I had a baked garlic mushroom (£5.95), which is apparently new to the Pizza Express menu. It was a single upturned field mushroom covered in creamy mozzarella and gently buttery pine nuts and at first I was a bit disappointed with its blandness. But then Theo, my son, who had run out of butter for his dough balls, decided to share, and found that the mushroom was sitting on a bed of rich and smoky harissa. It provided the necessary oomph which made it a good dish – although Theo was so enamoured with it that I didn’t get many more mouthfuls.

We all had pizzas for our main courses. These ranged in price from £8.95 for Theo’s basic Margherita to £14.30 for my Barbacoa. These are not cheap – the more expensive ones are the equivalent of a main course in a decent gastropub. To prevent them competing at the top end of the market, Pizza Express has become renowned for its vouchers which drive down their own prices – from Sunday to Thursday, you can easily find online ways of getting two mains for the price of one, and my student daughter Genevieve has an app which gets her 30 per cent off on those weekdays. This, though, has only compounded the chain’s financial problems.
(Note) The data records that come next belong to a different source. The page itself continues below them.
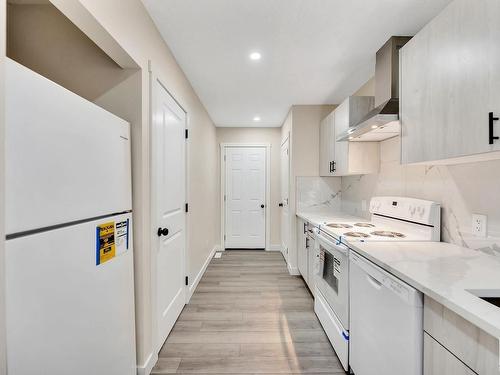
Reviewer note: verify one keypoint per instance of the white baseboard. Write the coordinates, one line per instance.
(293, 270)
(274, 248)
(198, 277)
(147, 367)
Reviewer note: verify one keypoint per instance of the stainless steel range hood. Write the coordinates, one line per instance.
(383, 121)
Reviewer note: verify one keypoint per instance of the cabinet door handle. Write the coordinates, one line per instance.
(162, 232)
(491, 120)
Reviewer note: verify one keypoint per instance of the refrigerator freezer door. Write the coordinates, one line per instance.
(66, 158)
(65, 314)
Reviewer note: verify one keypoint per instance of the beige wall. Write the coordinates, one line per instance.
(368, 89)
(3, 369)
(271, 136)
(131, 27)
(43, 39)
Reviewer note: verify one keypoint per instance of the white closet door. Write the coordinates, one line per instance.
(285, 172)
(168, 172)
(245, 197)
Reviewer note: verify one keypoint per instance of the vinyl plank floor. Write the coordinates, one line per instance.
(248, 316)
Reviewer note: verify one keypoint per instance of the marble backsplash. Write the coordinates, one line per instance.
(462, 190)
(318, 193)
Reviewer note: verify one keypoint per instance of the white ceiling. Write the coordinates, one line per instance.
(313, 51)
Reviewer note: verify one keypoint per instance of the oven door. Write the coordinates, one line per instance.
(332, 278)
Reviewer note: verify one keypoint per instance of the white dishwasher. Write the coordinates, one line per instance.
(386, 322)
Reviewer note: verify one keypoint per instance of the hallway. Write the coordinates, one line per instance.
(248, 315)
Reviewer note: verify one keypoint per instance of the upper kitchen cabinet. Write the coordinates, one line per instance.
(347, 158)
(450, 86)
(327, 145)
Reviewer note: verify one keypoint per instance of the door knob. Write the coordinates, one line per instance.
(162, 232)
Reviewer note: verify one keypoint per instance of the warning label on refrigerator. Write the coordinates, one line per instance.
(105, 242)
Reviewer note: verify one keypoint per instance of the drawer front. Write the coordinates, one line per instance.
(439, 361)
(473, 346)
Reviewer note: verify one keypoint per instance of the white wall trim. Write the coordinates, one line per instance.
(148, 365)
(293, 270)
(196, 281)
(223, 147)
(275, 247)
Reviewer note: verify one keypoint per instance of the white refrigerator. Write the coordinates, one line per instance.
(69, 255)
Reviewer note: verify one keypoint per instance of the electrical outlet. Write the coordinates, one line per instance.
(363, 205)
(479, 223)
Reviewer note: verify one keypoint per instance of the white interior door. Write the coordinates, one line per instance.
(285, 224)
(169, 224)
(245, 197)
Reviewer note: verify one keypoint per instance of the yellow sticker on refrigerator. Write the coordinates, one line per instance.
(105, 242)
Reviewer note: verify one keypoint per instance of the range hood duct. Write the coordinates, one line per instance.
(383, 121)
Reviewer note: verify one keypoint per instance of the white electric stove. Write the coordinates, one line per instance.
(392, 219)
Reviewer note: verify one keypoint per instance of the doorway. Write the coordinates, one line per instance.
(168, 194)
(245, 196)
(285, 179)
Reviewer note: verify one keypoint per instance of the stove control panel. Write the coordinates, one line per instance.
(410, 209)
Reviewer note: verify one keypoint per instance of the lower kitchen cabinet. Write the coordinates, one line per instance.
(474, 348)
(301, 248)
(439, 361)
(306, 253)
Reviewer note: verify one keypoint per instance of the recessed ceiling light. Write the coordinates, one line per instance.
(255, 56)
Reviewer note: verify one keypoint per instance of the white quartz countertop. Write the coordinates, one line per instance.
(322, 215)
(444, 272)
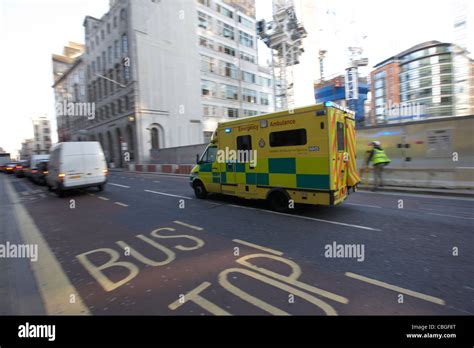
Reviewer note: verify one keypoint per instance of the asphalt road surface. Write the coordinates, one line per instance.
(146, 245)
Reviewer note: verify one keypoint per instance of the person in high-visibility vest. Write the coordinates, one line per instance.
(379, 160)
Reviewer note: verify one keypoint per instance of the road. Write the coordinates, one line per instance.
(146, 246)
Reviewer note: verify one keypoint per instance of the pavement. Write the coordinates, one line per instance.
(146, 245)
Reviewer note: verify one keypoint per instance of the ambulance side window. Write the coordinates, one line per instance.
(340, 136)
(244, 142)
(210, 155)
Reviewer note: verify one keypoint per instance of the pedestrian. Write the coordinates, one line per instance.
(379, 160)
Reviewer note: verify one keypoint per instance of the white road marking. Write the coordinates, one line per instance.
(310, 218)
(197, 228)
(53, 283)
(256, 246)
(396, 288)
(167, 194)
(416, 195)
(458, 217)
(124, 186)
(121, 204)
(364, 205)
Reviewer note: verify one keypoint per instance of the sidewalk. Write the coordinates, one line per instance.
(420, 190)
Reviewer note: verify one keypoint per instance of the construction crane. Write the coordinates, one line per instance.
(284, 37)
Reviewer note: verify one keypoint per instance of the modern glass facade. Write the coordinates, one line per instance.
(427, 79)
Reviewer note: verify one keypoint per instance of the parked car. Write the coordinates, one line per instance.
(32, 168)
(20, 169)
(38, 175)
(10, 167)
(76, 165)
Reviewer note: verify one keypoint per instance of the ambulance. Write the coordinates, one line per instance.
(305, 155)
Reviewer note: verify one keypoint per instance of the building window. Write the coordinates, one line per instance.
(249, 96)
(205, 2)
(127, 103)
(246, 22)
(248, 77)
(205, 42)
(116, 49)
(264, 98)
(227, 50)
(229, 70)
(292, 137)
(124, 44)
(225, 30)
(208, 64)
(229, 92)
(155, 143)
(204, 21)
(247, 57)
(208, 88)
(225, 12)
(210, 110)
(232, 112)
(246, 39)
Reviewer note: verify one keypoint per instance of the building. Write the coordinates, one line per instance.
(26, 149)
(41, 143)
(69, 87)
(232, 83)
(385, 87)
(334, 90)
(433, 81)
(162, 74)
(471, 76)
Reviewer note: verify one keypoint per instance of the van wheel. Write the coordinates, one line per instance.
(278, 201)
(200, 190)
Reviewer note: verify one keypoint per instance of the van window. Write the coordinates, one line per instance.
(244, 142)
(210, 155)
(292, 137)
(340, 136)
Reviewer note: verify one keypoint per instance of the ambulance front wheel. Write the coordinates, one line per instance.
(199, 190)
(279, 201)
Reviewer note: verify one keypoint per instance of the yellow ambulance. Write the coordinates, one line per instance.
(305, 155)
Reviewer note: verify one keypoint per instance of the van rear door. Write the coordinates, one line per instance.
(72, 165)
(94, 163)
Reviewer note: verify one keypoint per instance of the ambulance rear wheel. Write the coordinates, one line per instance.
(200, 190)
(279, 201)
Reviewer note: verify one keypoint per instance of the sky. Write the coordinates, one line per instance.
(32, 30)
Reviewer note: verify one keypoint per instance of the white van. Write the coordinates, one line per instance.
(76, 165)
(33, 164)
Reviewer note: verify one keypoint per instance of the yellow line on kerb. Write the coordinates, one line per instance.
(396, 288)
(54, 285)
(279, 253)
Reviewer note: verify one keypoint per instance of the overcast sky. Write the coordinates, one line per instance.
(31, 30)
Their pizzas, though, are good, certainly when compared to our usual Saturday night fare of a stodgy, not-quite-hot takeaway which tastes of damp cardboard.

These all arrived excitingly hot, served with wheels for us to cut. We all opted for Romana bases which are thin and crispy to allow the ample toppings to do all the talking. These, though, are structurally unsound if you try to pick them up unwrapped with fingers, and they lose their heat quite quickly.

Genevieve had a Pollo ad Astra, which was chicken with Cajun spices and garlic oil accompanied with sweet Peppadew peppers. She particularly raved about the sweetness and hotness of the peppers.

Petra had a Veneziana, which donated 25p to save Venice from sinking, and usually featured an exotic mix of pine kernels, red onion, capers, black olives, sultanas, mozzarella and tomato. She, though, asked for the sultanas to be replaced by anchovies and was pleased with the outcome.

My Barbacoa was topped with pulled beef, which had an understated taste so that it was overpowered by the spiced chipotle salsa which filled the mouth with its heat to the exclusion of all else.

Desserts are priced just under £6, and felt mass produced in comparison to the pizzas which were freshly made in the middle of the store. The vanilla cheese cake and the chocolate fudge cake were acceptable without setting the tastebuds on fire.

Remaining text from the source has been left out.